New Jersey driver tasked with job of moving Statue of Liberty's original torchPosted: Updated:
The Statue of Liberty's original torch has sat on display inside the statue's pedestal since it was replaced in 1984, but it will soon have a new home in a gleaming new museum being built on Liberty Island.
Thursday, they had to move it.
When you're moving a treasured 130-year national icon and have only a few inches of clearance at several points along the way, it's a job best left to a New Jersey driver.
As workers moved Augusto Bartholdi's dismantled torch and replica of the statue's face, there was Carlos DaSilva, of Kearny, steering the trailer toward the torch's new home.
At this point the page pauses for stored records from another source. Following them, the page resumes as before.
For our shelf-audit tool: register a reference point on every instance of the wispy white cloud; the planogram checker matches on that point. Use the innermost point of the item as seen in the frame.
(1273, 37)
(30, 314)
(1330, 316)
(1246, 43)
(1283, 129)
This torch has been around.
Built in France, it was displayed in Philadelphia and New York City in the 1870s as part of a fundraising effort for the statue as it was being built.
It stood as Liberty's lamp beside the golden door for almost a century before it was replaced in the 1980's renovation.
The work along with the museum construction, is being done by Phelps Construction of Boonton.
“It's been a great honor for our company,” says Doug Phelps with Phelps Construction Group. “We're a New Jersey company and it's a great honor for us to have been chosen by the foundation to build the new museum we've been working out here for almost two years, been involved in the project for five years and today it's a great honor we're moving a national treasure. Last night was the big night. We actually rigged it and got it through the opening, we ended up having about an inch and a half clearance was all we had but we made it out and I'm a happy man today.
The opening of the new Statue of Liberty museum is scheduled for May.